Sob impacto do Manifesto pau-brasil foi que Abguar Bastos, em 1927, publicou na revista Belém Nova uma espécie de "versão amazônica" do "programa oswaldiano": o Flaminaçu, que em tupi (flami-n'-assú, pela grafia original) significa "grande chama". Sua pretensão era não só combater o passadismo literário da região, mas também convocar os intelectuais paraenses para o movimento renovador iniciado em São Paulo e que na Amazônia deveria ganhar feições próprias. Ouvi:
"Primeiramente vós, poetas e prosadores divinos da minha geração; depois de vós, prosadores e poetas, apajelados à sombra das vossas tabas primitivas e que estais a ver, espetados em paus sagrados, os despojos, as glórias, as caveiras - das vossas escaladas às cordilheiras da ilusão. Àqueles a minha voz vai confinada. A estes ela se intimida. Àqueles ela se recolhe como um zangão à sua colméia. A estes ela recalcitra. Não que os receie no choque, mas, de fato, porque eles não procurarão, sem esforços dolorosos, metê-las em suas sacolas de Arte.

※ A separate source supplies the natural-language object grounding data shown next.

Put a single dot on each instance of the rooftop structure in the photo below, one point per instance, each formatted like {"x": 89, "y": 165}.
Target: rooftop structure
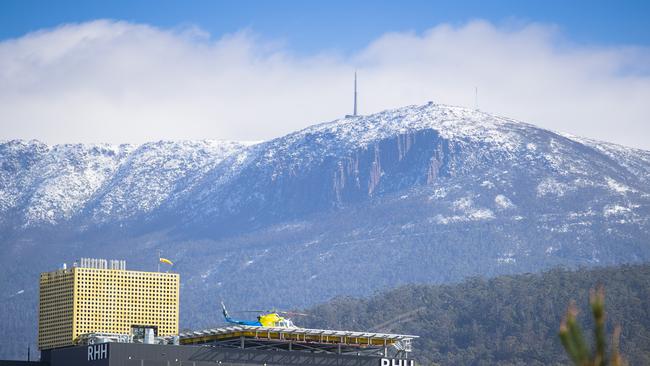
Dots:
{"x": 303, "y": 339}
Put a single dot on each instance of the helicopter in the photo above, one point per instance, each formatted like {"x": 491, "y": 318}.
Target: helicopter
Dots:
{"x": 269, "y": 319}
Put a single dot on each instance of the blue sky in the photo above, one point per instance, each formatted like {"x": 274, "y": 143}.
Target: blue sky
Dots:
{"x": 136, "y": 71}
{"x": 310, "y": 26}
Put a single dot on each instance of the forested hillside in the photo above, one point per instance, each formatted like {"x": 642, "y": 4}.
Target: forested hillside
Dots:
{"x": 509, "y": 320}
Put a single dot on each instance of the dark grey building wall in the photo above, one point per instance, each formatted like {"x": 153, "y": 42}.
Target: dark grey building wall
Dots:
{"x": 125, "y": 354}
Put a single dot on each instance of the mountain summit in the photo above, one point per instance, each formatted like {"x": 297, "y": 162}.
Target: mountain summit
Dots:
{"x": 424, "y": 194}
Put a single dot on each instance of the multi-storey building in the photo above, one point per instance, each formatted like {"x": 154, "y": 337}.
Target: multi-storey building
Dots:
{"x": 99, "y": 296}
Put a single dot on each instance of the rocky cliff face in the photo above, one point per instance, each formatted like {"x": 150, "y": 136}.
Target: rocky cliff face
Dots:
{"x": 418, "y": 194}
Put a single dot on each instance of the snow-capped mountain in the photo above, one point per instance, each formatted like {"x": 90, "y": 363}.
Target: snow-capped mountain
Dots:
{"x": 428, "y": 193}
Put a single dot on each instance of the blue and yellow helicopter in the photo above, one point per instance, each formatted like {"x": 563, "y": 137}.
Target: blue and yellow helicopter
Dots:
{"x": 269, "y": 319}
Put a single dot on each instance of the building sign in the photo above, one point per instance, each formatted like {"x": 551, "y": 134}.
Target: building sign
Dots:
{"x": 98, "y": 352}
{"x": 396, "y": 362}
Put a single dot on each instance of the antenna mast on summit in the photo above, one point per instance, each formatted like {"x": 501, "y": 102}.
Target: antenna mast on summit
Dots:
{"x": 355, "y": 94}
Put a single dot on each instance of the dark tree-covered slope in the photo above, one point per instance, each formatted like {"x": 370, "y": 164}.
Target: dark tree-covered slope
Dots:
{"x": 508, "y": 320}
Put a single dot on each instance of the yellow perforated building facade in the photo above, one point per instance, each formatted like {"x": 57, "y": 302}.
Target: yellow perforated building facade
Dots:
{"x": 96, "y": 297}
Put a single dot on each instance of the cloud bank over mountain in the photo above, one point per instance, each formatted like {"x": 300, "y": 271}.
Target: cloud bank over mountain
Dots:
{"x": 113, "y": 81}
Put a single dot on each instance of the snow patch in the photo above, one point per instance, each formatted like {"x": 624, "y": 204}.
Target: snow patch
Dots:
{"x": 617, "y": 186}
{"x": 615, "y": 210}
{"x": 550, "y": 186}
{"x": 503, "y": 202}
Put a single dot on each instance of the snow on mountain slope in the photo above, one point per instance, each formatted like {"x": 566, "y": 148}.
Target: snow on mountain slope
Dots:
{"x": 50, "y": 185}
{"x": 428, "y": 193}
{"x": 54, "y": 182}
{"x": 154, "y": 171}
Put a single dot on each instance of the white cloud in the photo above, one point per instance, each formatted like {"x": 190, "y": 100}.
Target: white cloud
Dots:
{"x": 122, "y": 82}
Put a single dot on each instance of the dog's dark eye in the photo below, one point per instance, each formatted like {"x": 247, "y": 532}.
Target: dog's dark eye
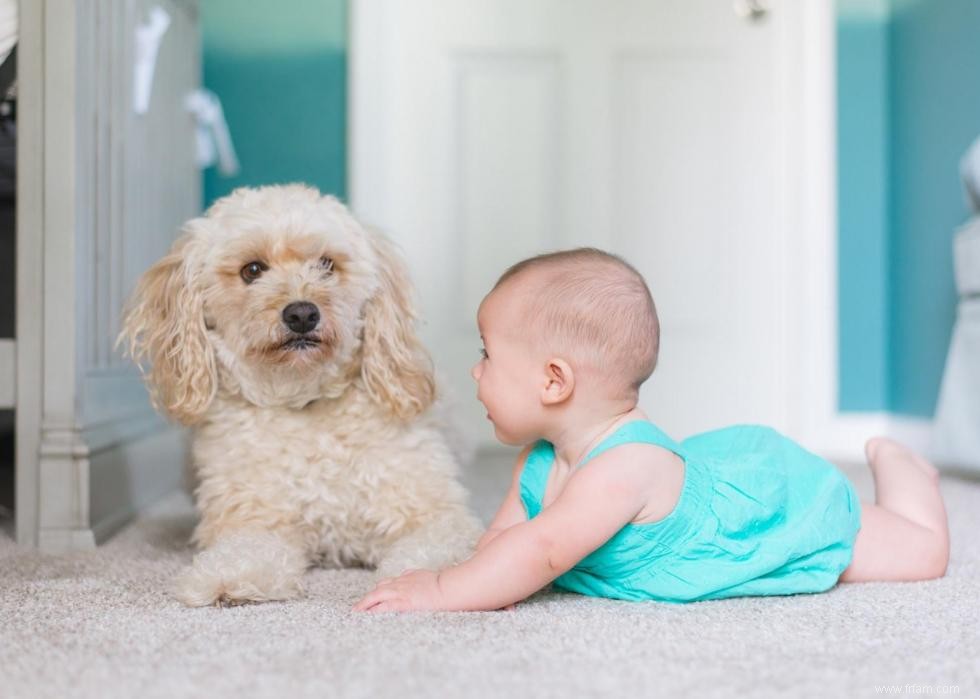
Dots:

Assunto-vos agora o meu propósito de uma corrente de pensamento, cara a cara à que se inicia no sul com esta pele genuína: "Pau-brasil" (Bastos, apud Jornal da União Brasileira de Escritores, 2002, p. 9)
A partir desse manifesto, endereçado não só aos jovens literatos interessados em encampar novos princípios estéticos e políticos abertos pelo movimento modernista, mas também destinado a combater todos representantes duma literatura passadista, que o próprio Abguar Bastos se viu forçado a produzir um romance em conformidade com o programa então esboçado.

Mas, então, a retomada da universidade da maré, doravante, precisaria contemplar o "dedo cortado" do monumento de Niemeyer à Cabanagem. Consolidar a fratura regional sem anular a diversidade cultural da Fronteira Norte: as fronteiras da História visitadas pelas artes dos próprios amazônidas. O congresso das cidades amazônicas pelo diálogo e amizade  do ajuricabano, não exige redução das expressões regionais, nem a rendição do pensamento descolonizador. Muito pelo contrário, é na diversidade cultura da descolonização que a Amazônia se resguarda e o nosso Brasil se agiganta perante o mundo "sem fronteiras", pra inglês ver.